35 然るに農夫等はその奴僕をとらへ、あるは打ち、あるは殺し、あるはいしうてり。
36 復た彼は別の奴僕を最初よりも多く使はししに、彼等は此等にも等しく爲せり。
37 されば最後に、彼等は我が子を敬ふならん、と云ひつつ彼はその子を彼等の許に使はせり。
38 然るに農夫等はその子を見て、己自らのうちにいへり、此の者は世嗣なり。いざ來れ、我等これを殺し、且つその嗣業を占めん。
39 乃ちこれを執へ、葡萄園の外に掴み出だし、且つ殺せり。
40 是の故に葡萄園の主到らんとき、かの農夫等に何を爲すべきや。
41 彼等云ふ、彼は惡しき〔者〕を痛く打ち亡ぼし、且つ葡萄園をその期に當りて、實を渡す別の農夫等に貸すべし。
42 イエス彼等に云ひ給ふ、汝等は聖書にて、家を建つる人々の棄てたる石、此の者は隅の首石となれり、此の〔こと〕主より出でたり、されど我等の目には不思議なり、〔とある〕を未だ讀まざるか。

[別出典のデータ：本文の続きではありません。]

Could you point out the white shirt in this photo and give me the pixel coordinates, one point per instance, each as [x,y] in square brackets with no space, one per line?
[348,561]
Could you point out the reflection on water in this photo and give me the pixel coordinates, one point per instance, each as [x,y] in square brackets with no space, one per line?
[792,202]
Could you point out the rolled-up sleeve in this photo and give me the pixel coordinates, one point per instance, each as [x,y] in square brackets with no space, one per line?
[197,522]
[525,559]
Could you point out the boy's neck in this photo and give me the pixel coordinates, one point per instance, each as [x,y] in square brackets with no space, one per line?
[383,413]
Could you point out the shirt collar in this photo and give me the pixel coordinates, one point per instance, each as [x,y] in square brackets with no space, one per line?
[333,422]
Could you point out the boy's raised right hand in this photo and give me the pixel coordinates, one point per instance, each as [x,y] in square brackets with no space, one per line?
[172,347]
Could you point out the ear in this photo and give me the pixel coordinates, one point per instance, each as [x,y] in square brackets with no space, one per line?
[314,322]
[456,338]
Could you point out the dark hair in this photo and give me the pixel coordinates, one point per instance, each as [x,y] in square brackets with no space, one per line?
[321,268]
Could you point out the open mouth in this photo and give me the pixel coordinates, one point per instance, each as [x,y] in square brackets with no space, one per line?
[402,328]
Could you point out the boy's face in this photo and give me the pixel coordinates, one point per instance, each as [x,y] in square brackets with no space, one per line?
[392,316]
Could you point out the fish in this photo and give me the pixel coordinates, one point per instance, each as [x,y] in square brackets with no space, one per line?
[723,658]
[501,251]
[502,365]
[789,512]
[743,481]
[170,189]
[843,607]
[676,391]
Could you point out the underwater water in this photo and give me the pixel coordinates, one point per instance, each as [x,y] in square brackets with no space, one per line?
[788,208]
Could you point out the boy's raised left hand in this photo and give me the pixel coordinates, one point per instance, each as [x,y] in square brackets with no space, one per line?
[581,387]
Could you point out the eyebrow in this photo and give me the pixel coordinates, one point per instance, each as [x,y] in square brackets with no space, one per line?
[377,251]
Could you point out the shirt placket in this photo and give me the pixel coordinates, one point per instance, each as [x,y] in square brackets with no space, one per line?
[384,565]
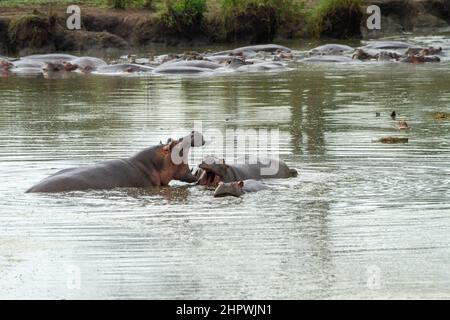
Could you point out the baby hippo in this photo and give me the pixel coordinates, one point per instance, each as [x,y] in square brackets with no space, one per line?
[238,188]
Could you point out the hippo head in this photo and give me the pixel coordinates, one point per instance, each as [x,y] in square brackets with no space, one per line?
[52,66]
[171,160]
[4,64]
[212,171]
[229,189]
[70,66]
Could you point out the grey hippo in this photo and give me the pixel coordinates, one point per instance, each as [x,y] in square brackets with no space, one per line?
[388,45]
[213,170]
[122,68]
[328,59]
[154,166]
[84,64]
[238,188]
[330,49]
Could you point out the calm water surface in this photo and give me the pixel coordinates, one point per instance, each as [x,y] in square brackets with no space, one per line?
[362,219]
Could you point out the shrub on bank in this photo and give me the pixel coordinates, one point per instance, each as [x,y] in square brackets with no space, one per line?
[257,20]
[335,18]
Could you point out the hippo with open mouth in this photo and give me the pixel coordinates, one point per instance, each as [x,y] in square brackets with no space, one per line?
[154,166]
[213,170]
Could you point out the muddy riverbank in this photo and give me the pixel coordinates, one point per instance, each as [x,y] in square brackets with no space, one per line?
[42,28]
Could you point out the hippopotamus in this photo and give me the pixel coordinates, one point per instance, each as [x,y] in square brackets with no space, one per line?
[251,51]
[170,69]
[51,58]
[330,49]
[84,64]
[154,166]
[388,55]
[423,51]
[361,54]
[213,170]
[238,188]
[262,66]
[190,63]
[263,47]
[122,68]
[328,59]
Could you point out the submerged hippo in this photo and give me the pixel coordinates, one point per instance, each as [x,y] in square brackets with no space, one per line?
[155,166]
[122,68]
[328,59]
[238,188]
[213,170]
[263,47]
[169,69]
[385,45]
[190,63]
[262,66]
[417,58]
[51,58]
[84,64]
[330,49]
[251,51]
[424,51]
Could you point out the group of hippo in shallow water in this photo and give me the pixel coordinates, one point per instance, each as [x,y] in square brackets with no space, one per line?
[160,164]
[268,57]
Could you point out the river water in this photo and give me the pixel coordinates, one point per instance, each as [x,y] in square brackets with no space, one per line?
[362,219]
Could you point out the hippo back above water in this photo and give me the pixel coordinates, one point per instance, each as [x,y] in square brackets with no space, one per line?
[154,166]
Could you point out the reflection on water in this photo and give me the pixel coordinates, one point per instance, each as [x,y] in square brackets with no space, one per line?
[361,220]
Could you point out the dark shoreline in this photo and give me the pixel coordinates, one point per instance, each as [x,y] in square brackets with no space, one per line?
[42,29]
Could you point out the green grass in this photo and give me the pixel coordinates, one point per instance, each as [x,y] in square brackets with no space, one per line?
[98,3]
[317,16]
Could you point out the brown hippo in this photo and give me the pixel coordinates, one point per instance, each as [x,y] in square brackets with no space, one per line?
[238,188]
[214,170]
[154,166]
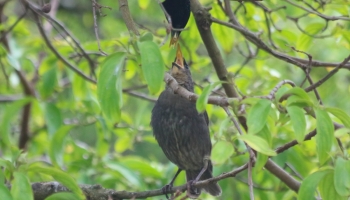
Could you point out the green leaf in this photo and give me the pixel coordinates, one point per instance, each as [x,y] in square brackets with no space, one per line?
[328,189]
[124,171]
[203,97]
[57,141]
[299,97]
[146,37]
[109,88]
[342,176]
[341,115]
[63,196]
[21,188]
[260,162]
[324,136]
[222,151]
[258,144]
[49,82]
[308,186]
[152,65]
[4,191]
[141,165]
[298,121]
[8,114]
[60,176]
[53,118]
[257,117]
[341,132]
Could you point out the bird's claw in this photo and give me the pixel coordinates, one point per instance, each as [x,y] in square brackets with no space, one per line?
[191,188]
[167,189]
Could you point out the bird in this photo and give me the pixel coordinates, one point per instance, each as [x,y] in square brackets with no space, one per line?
[183,133]
[179,12]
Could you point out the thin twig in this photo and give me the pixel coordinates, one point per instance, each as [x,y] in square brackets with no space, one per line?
[94,5]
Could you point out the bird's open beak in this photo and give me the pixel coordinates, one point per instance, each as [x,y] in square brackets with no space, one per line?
[179,58]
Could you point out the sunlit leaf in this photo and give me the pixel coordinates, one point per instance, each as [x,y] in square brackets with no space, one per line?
[8,114]
[5,192]
[327,188]
[57,141]
[324,136]
[341,132]
[258,144]
[257,117]
[342,176]
[60,176]
[308,186]
[141,165]
[341,115]
[21,188]
[124,171]
[49,82]
[152,65]
[63,196]
[298,121]
[222,151]
[144,3]
[109,89]
[53,118]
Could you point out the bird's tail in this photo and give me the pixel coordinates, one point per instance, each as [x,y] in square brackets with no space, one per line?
[212,188]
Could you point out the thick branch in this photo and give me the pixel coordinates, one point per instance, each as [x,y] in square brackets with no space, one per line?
[216,100]
[97,192]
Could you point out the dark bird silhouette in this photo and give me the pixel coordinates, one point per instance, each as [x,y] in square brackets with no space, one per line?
[179,11]
[183,133]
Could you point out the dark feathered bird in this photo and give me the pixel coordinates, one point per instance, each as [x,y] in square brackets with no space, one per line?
[179,11]
[183,133]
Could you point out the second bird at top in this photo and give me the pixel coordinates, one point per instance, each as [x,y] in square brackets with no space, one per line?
[179,11]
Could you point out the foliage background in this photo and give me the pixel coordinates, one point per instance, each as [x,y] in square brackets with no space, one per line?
[68,130]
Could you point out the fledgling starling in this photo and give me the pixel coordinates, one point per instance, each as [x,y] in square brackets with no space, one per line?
[179,11]
[183,133]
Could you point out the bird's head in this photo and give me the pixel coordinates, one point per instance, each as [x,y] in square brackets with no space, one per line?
[180,70]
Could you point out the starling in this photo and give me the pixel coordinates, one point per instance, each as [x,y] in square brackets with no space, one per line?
[183,133]
[179,11]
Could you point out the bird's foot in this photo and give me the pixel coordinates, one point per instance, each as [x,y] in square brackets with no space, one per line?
[167,189]
[191,188]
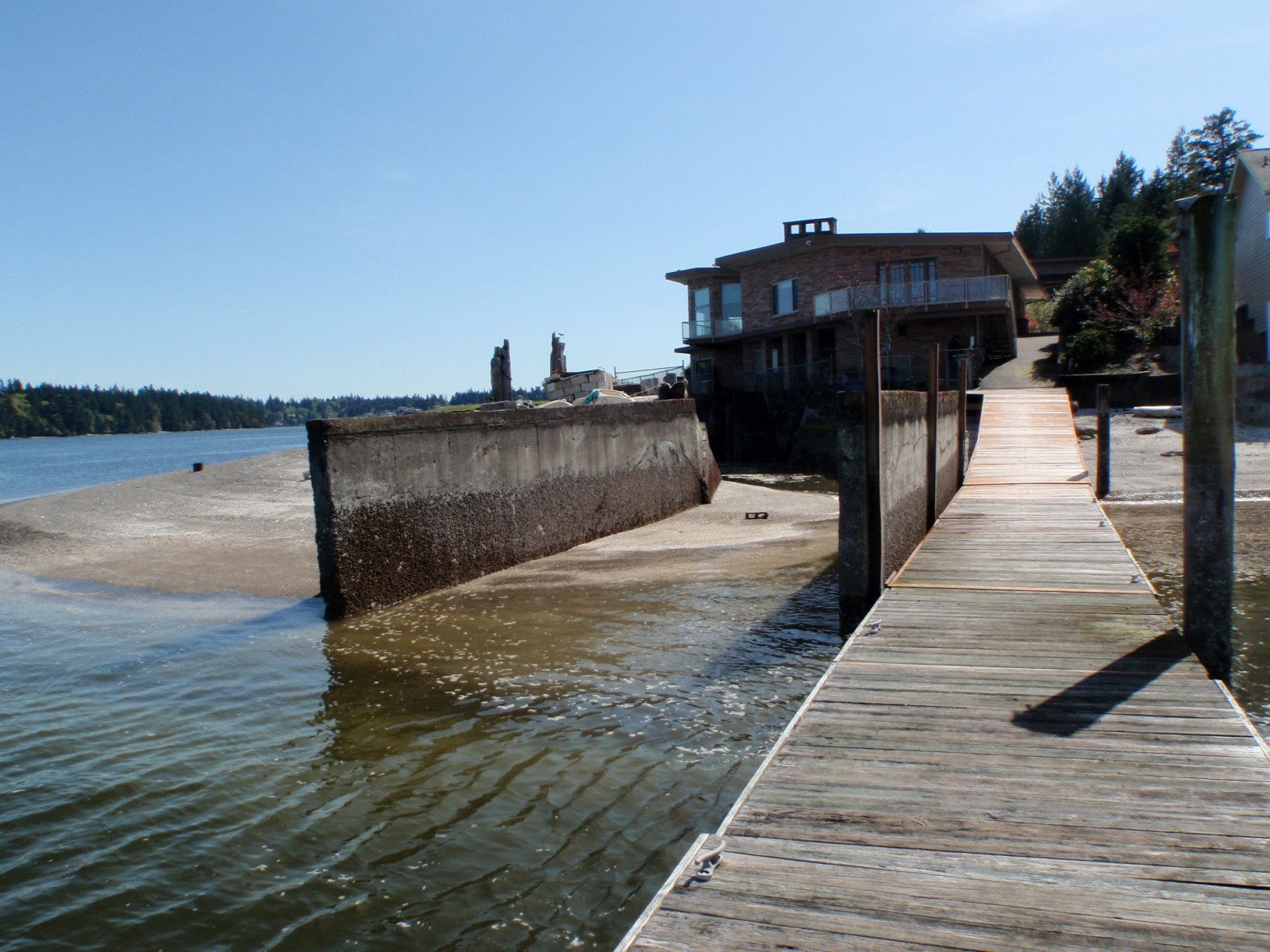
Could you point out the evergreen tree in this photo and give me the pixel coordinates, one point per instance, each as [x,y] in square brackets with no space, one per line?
[1030,228]
[1204,159]
[1072,224]
[1118,190]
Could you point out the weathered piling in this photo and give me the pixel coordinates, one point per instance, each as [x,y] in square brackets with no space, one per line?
[1206,243]
[1104,456]
[860,512]
[933,443]
[963,378]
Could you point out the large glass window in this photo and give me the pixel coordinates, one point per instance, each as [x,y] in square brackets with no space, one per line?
[702,313]
[907,282]
[730,301]
[785,296]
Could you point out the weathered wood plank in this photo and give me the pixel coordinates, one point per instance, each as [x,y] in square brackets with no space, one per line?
[1016,750]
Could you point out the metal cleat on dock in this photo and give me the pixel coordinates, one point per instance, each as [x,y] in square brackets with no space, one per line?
[706,860]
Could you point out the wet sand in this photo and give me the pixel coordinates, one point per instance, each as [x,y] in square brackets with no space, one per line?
[248,526]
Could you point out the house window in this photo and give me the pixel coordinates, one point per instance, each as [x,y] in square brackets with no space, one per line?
[702,311]
[785,296]
[906,282]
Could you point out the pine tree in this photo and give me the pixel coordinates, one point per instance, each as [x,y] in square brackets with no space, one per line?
[1204,159]
[1118,190]
[1072,224]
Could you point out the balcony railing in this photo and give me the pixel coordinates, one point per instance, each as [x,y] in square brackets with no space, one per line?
[709,330]
[918,294]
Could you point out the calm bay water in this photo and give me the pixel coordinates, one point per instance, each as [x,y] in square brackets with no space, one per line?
[38,467]
[493,768]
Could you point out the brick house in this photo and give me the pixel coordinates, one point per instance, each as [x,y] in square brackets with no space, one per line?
[1251,187]
[785,317]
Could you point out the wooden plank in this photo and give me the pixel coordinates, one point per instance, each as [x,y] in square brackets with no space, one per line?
[1015,750]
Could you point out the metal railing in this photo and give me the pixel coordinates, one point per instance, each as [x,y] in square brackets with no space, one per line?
[648,378]
[709,330]
[918,294]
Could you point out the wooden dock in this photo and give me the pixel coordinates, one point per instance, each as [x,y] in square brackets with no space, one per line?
[1014,752]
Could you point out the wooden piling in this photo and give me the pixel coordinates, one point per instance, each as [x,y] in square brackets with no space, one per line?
[963,378]
[860,517]
[1103,484]
[1206,243]
[873,451]
[933,444]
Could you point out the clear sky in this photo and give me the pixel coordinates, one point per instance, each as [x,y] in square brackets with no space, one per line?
[310,198]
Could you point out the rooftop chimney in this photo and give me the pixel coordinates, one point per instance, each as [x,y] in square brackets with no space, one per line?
[795,230]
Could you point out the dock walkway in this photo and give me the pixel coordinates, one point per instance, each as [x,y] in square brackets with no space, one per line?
[1014,752]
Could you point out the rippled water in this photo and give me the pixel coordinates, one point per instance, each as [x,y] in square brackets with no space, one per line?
[38,467]
[484,768]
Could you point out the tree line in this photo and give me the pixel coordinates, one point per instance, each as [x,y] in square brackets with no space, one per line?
[56,410]
[1126,298]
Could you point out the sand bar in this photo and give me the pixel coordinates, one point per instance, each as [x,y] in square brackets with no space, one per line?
[248,526]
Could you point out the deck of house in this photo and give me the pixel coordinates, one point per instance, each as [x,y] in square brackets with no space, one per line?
[1014,752]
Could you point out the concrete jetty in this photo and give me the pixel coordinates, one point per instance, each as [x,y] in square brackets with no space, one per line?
[248,526]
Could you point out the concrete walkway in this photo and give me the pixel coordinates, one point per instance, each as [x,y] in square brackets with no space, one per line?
[1034,367]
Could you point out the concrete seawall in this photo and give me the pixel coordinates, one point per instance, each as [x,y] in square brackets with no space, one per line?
[410,505]
[902,478]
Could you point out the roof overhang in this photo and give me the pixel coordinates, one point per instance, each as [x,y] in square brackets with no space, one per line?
[1254,164]
[695,276]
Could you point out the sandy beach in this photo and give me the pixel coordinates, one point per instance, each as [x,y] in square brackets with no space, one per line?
[248,526]
[1149,466]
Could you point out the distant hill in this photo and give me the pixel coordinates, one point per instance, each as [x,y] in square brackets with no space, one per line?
[55,410]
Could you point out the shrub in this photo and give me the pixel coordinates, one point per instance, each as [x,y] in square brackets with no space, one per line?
[1091,348]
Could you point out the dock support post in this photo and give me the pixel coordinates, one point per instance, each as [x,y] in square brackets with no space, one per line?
[963,378]
[1103,480]
[933,443]
[860,517]
[1206,241]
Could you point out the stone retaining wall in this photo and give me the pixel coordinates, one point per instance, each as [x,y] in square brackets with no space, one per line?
[410,505]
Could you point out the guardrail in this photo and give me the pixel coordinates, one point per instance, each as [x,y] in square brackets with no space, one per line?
[920,294]
[709,330]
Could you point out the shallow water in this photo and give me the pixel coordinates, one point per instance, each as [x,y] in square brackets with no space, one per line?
[484,768]
[40,467]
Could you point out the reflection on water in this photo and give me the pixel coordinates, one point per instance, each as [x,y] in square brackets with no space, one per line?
[1155,535]
[484,768]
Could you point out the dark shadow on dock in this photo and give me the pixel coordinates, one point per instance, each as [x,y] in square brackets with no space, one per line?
[1080,706]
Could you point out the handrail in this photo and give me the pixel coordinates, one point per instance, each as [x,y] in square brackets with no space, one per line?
[918,294]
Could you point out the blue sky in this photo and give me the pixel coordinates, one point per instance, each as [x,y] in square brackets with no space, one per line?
[311,198]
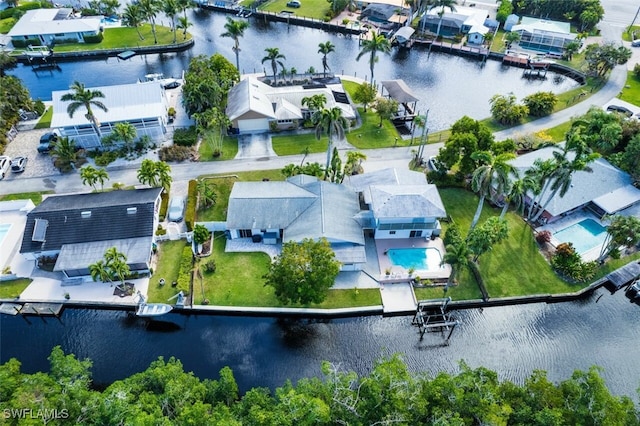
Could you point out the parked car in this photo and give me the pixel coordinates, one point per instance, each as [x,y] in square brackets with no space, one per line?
[47,141]
[176,209]
[620,109]
[5,164]
[18,164]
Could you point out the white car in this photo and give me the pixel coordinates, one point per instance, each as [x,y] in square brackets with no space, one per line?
[176,209]
[5,165]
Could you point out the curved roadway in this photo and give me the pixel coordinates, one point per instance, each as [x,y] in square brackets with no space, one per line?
[618,14]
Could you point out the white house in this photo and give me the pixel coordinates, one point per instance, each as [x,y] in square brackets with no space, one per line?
[46,26]
[254,107]
[144,105]
[401,204]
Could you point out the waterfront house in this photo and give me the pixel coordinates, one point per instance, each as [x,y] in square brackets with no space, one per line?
[75,230]
[605,190]
[298,208]
[256,107]
[459,22]
[398,204]
[544,35]
[144,105]
[43,27]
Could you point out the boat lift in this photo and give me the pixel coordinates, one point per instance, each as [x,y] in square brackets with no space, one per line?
[432,316]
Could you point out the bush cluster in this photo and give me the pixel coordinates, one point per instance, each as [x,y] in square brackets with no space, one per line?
[175,153]
[192,197]
[185,137]
[184,275]
[569,263]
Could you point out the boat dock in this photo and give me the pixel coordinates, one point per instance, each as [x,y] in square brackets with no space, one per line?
[39,309]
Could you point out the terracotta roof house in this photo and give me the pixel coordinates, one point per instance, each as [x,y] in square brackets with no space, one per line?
[144,105]
[605,190]
[298,208]
[46,26]
[253,107]
[79,228]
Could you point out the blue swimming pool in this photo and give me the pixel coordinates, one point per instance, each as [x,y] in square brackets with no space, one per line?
[584,235]
[417,258]
[4,229]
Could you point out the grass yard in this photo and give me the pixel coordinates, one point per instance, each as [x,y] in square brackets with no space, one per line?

43 此のゆゑにわれ汝等に云はん、神の國は汝等より取り去られ、且つその實を出だす國人に與へられん。
44 また此の石の上に落つる者は碎かれ、また〔此の石〕誰の上に落つるとも、これを微塵に碎くべし。
45 かくて祭司長等及びパリサイの人々、彼の喩を聞きしとき、彼は彼等に就きて云ひ給ふことを知れり。
46 されば彼等は彼をとらへんことを索めたれど、群衆を懼れたり。是れ彼等は豫言者として彼を保ちたるが故なり。